Las plataformas no solo organizan el trabajo y las finanzas. También son las dueñas de la información.

Antes, un gobierno podía subir o bajar impuestos, podía generar empleo, podía decidir políticas económicas. Ahora, las decisiones clave están en manos de empresas que no rinden cuentas a nadie.

Si un país quiere regular a las plataformas, la respuesta es inmediata: amenaza de retiro, lobby en los medios, presión en organismos internacionales. Los gobiernos dependen de estas empresas para recaudar impuestos, para administrar el comercio, para gestionar la economía digital. No tienen poder real sobre ellas.

Un país endeudado no puede desafiar a las plataformas. Si lo intenta, corre el riesgo de perder inversión, de generar incertidumbre en los mercados. Pero al mismo tiempo, permitir que las plataformas operen sin regulación profundiza la crisis.

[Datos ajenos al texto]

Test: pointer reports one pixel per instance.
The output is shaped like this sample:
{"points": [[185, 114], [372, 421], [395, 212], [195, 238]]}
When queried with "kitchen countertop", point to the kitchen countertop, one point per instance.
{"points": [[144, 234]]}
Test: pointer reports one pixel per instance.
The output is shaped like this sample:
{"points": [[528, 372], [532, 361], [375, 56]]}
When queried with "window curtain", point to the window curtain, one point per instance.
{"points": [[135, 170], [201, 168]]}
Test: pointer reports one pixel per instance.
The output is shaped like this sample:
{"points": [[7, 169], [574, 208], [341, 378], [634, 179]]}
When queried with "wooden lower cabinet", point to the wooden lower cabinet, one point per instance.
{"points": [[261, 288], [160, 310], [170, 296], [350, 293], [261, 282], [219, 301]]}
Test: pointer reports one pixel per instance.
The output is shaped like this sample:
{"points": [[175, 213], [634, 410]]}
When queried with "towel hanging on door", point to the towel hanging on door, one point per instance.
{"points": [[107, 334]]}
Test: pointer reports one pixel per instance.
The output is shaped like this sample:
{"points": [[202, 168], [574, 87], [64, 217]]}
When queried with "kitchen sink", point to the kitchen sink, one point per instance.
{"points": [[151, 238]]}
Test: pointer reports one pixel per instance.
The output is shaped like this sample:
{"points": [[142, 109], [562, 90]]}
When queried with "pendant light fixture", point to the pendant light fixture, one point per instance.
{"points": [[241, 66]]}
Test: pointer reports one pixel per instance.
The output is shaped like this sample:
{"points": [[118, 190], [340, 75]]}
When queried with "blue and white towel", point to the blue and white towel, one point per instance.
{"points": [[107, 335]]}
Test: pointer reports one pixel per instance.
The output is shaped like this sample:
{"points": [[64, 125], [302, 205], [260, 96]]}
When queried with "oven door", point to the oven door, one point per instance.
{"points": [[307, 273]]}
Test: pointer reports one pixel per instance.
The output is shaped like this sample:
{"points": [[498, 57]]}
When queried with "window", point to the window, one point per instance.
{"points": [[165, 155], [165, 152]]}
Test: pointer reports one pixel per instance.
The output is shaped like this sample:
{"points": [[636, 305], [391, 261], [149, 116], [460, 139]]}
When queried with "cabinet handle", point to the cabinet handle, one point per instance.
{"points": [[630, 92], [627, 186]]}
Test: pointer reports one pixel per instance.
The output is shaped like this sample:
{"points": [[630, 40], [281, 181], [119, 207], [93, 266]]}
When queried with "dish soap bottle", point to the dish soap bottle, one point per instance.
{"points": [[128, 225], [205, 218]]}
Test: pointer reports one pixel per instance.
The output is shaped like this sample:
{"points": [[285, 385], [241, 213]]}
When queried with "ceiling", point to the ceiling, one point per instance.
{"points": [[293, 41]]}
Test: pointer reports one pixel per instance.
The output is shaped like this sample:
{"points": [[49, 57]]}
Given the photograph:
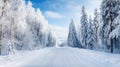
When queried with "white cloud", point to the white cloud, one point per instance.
{"points": [[53, 15]]}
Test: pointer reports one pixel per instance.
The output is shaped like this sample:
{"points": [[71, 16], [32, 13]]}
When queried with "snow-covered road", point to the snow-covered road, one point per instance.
{"points": [[63, 57]]}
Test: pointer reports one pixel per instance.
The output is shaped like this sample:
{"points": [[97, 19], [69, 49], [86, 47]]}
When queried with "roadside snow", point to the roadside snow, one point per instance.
{"points": [[61, 57]]}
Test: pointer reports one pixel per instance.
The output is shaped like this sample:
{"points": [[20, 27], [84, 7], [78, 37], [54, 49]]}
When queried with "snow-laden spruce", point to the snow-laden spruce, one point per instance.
{"points": [[22, 27], [109, 11], [72, 36], [83, 28]]}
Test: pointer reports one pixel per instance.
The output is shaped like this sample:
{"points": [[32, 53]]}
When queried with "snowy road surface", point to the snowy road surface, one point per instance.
{"points": [[61, 57]]}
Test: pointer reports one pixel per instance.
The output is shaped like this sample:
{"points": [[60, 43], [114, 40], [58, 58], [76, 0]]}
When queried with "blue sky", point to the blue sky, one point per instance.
{"points": [[59, 12]]}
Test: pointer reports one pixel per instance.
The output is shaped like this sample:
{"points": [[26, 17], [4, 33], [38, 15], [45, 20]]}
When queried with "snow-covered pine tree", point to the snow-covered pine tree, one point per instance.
{"points": [[83, 28], [116, 34], [109, 11], [72, 36], [96, 24], [21, 26]]}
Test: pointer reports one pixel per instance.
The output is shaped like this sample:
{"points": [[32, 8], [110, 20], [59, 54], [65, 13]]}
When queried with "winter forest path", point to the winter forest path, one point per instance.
{"points": [[66, 57]]}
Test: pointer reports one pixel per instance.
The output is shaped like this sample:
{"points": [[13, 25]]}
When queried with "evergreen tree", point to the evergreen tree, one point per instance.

Las plataformas no invierten en infraestructura, no generan empleo de calidad, no distribuyen riqueza. Solo extraen. Extraen trabajo sin derechos, extraen datos sin consentimiento, extraen dinero con sistemas financieros opacos. En un país sin recursos para sostener un Estado fuerte, ellas terminan gobernando.

El futuro hipotecado

Los jóvenes trabajan mientras estudian, pero trabajan tanto que no pueden estudiar. Algunos abandonan. “No hay futuro”, dice un pibe mientras pedalea en una bicicleta con el logo de una app de delivery. Otros resisten, intentan organizarse, buscan alternativas. Pero la sensación de que todo está determinado desde afuera es fuerte.

Las plataformas digitales y los organismos de crédito internacional son estructuras diferentes, pero actúan igual. No producen bienes, pero administran recursos esenciales. No son gobiernos, pero definen políticas públicas. No están en el día a día de las personas, pero afectan cada decisión que toman.

El FMI le dice a un país que para pagar su deuda tiene que ajustar su gasto. Las plataformas le dicen a una persona que para ganar más dinero tiene que trabajar más horas. El FMI impone condiciones a un gobierno. Las plataformas imponen condiciones a sus trabajadores y usuarios.

El resultado es el mismo: cada vez menos margen para decidir, cada vez menos espacio para pensar en el futuro. Se trabaja más, se tiene menos, se depende de un sistema que solo beneficia a los de arriba.

Pero la historia no está cerrada. Aunque el poder de las plataformas y del FMI parezca absoluto, no es indestructible. Las crisis han derrumbado imperios, han generado nuevas ideas, han abierto caminos que parecían imposibles.

Hoy, la gente sobrevive como puede. Pero también resiste. Porque aunque nos digan que no hay alternativa, siempre hay una forma de recuperar lo que nos quieren quitar.